A Midday Break for 28 Rusty Blackbirds

A flock of around two or three hundred Common Grackles and other blackbirds has been a regular feature in the yards and trees in our neighborhood almost every day this November. I don’t always see the flock, but almost always can hear them sometime during the day. Among them there have been at least a few Rusty Blackbirds now and then, and on one memorable morning toward the end of the month, twenty-eight Rusty Blackbirds perched in the bare branches of a pecan tree along the edge of a yard. I think it’s the largest number of Rusty Blackbirds I’ve ever seen together, and one of the easiest to see well and clearly.

It was late in the morning on a warm, cloudy day. I could hear the loud, harsh calls of Grackles in one of the areas where they most often can be found, and as I crested a hill, I could see the silhouettes of many blackbirds in the bare-limbed trees in several yards.

They were moving in waves, a few at a time, through the trees. But in this one tree several blackbirds perched and showed no signs of leaving, even when I got very close and stopped almost directly below them. This was unusual. I counted twenty-eight birds – and all were Rusty Blackbirds, considerably smaller than Grackles, with thin pointed bills. About half were male and half female.
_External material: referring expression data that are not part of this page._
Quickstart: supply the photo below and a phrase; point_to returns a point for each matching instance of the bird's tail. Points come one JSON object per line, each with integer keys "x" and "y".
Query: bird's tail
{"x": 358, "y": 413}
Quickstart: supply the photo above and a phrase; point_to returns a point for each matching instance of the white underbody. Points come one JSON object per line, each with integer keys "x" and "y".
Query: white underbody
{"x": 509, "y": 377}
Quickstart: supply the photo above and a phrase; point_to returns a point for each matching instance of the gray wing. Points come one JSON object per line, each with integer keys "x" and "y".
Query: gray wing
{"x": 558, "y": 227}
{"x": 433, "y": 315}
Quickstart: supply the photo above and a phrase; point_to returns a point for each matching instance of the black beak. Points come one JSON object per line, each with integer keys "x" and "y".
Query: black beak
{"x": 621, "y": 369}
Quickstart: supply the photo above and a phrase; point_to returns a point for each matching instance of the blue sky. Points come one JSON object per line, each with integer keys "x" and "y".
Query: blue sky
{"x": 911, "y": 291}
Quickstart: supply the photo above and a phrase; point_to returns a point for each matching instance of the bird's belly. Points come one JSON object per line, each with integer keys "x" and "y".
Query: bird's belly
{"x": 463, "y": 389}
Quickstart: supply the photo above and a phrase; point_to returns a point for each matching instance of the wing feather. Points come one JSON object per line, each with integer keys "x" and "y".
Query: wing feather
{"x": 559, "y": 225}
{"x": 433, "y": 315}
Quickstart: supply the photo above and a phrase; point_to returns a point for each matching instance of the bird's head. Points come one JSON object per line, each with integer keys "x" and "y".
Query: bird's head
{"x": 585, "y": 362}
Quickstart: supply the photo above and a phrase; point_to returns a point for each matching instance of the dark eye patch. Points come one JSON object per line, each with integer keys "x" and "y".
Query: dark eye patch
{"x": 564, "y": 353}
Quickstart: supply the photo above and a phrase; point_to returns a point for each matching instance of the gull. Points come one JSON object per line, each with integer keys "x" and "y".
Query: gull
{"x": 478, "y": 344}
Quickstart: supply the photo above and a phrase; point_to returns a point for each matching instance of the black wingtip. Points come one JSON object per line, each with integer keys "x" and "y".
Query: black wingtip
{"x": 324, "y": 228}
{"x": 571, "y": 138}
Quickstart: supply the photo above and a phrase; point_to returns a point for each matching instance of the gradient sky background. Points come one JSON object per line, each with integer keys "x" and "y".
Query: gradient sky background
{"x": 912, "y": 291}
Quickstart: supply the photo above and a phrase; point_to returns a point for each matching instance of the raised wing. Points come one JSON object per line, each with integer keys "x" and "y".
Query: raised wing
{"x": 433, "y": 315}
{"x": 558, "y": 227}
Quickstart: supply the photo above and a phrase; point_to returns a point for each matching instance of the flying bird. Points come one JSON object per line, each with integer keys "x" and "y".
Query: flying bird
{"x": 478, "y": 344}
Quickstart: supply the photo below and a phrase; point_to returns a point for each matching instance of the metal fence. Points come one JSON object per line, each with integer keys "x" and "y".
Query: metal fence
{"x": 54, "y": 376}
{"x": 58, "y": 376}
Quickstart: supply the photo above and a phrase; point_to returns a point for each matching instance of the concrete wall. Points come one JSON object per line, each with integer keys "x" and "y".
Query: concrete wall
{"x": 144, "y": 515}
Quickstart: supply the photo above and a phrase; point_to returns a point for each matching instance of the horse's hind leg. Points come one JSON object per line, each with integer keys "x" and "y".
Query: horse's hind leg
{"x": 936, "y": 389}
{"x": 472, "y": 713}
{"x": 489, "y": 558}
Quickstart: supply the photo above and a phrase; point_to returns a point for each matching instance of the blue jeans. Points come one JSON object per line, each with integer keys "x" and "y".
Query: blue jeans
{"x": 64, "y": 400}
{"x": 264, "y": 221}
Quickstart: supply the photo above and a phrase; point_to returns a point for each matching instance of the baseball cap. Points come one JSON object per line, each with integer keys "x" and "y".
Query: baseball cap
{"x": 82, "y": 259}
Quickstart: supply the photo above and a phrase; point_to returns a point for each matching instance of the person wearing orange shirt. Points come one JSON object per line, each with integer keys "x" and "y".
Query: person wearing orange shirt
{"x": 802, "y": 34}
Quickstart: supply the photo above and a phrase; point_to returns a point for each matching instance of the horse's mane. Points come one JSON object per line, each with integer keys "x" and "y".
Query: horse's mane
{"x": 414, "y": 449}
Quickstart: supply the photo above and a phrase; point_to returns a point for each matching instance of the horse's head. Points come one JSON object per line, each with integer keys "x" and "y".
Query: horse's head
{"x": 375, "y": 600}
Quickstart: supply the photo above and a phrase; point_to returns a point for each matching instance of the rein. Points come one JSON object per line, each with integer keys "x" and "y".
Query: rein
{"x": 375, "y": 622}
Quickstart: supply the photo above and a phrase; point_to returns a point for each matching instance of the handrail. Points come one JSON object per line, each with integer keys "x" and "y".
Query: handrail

The males looked all-black, with pale eyes, but in some I could see the rusty tinge, especially on the edges of the wings. The females were in their elegant mixed shades of brown, rust, fawn and gray, with crowns that looked reddish-chestnut, a wide buff stripe over the eye, and a smoky-dark patch and streak through the eye.

Because populations of Rusty Blackbirds have declined so dramatically and there is concern for their future, it always feels special to see them, so I stayed and watched them for at least 15 minutes, maybe more. Most were facing in the same direction, and many were preening. They made low, intimate chuck calls. All in all, it looked and sounded like a quiet midday break.

Although they had seemed to be associated with the larger flock of blackbirds, they did not move with the others but stayed in this tree, and after several minutes, all the other blackbirds had moved on and disappeared. Against a deeply quiet background then, I could hear the high, thin calls of several Cedar Waxwings in a tree across the street. An Eastern Bluebird sang some blurry notes. A Red-bellied Woodpecker and then a Yellow-bellied Sapsucker both flew into the same tree with the Rusty Blackbirds, on lower branches. A Northern Flicker’s kleer and a Downy Woodpecker’s peenk came from nearby, like sharp punctuations in the quiet. Dozens of Chipping Sparrows moved around in the grass and dead leaves in the yards.

Though I seldom get such a beautiful view of them, I finally decided it was time to leave them alone and walked on, leaving the Rusty Blackbirds still sitting in this tree, still preening and chucking softly to each other.